On Sun, Jan 3, 2021 at 6:32 PM roger peppe <rogpe...@gmail.com> wrote:

> FWIW I'm certain that the lack of tuples in Go was a very deliberate
> decision - one of Go's more significant ancestors, Limbo, had tuples.
> Anonymous product types have their disadvantages too (you don't get to
> name the members, so code can end up significantly harder to understand),
> which I suspect is why Go didn't get them.
>
>
In a certain sense, Go already has anonymous product types! For instance:

func main() {
  x := struct{ a, b string }{"Hello", "playground"}
  fmt.Println(x)
}
Also, note we do get to name the members of said product members. In
Standard ML, a struct[0] is what you have in the core language and "tuples"
are more or less a syntactic sugar construction on top which decomposes
into structs. Fields are projection-accessed through their positions,
1,2,... In general I agree with you, and if you return multiple values from
a function it's important to name them. A good example is returning a
Public/Secret key-pair. Both tends to be byte-arrays of equal size, so the
types are the same and a user can easily mess them up. There are two ways
to solve that conundrum: either return a struct where the field names
describe what's in there, or mint new types so they can't be interchanged
(one can use phantom types here for added benefit).

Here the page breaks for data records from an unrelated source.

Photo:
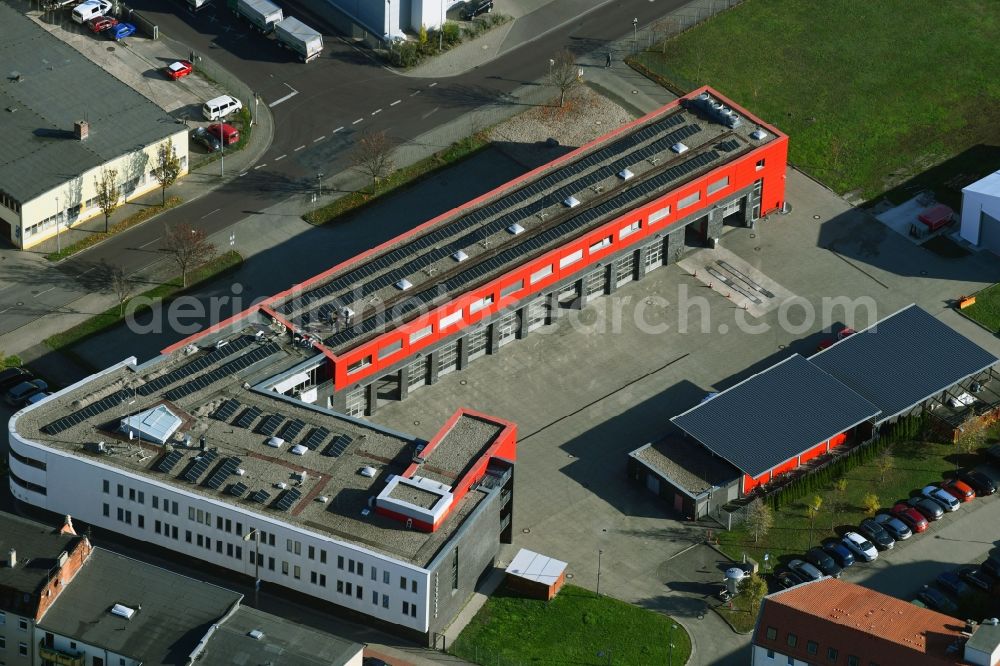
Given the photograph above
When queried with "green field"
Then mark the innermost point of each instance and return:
(576, 627)
(871, 93)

There's an important development in the same general area of a programming
languages: row polymorphism. Here, we observe that if a function only
references certain fields in an anonymous struct, it doesn't matter if the
function gets called with a struct containing more fields. Getting this to
work is possible, though some of the resolution rules are quite unintuitive
(like subtyping in general, you tend to run into co-/contra-variance).

A good example of row polymorphism use is in the Elm programming language.
Web programming often requires you to "glue" different parts together and
Elm's "Extensible Records" are exactly row polymorphism. It allows the
programmer to build functions which only require a small part of a larger
structure to operate, and the larger structure to evolve independently of
the functions. It can remove a lot of the chore of going around and doing
type-level mechanical fixup[1]

> People will even realize that when you compile this, you don't have to
> pass a pointer to said tuple but can make a choice on calling convention
> which passes such tuples in registers to speed up the system and be as fast
> as any other language.
>
> I believe that the new register calling convention will do this for
> structs FWIW.
>
>
Yes! See above as to why. Structs are isomorphic to tuples if you mod out
naming.

[0] In Standard ML, they are called "records", though they are more or less
equivalent to structs.
[1] Essentially, this is what refactoring tools automate.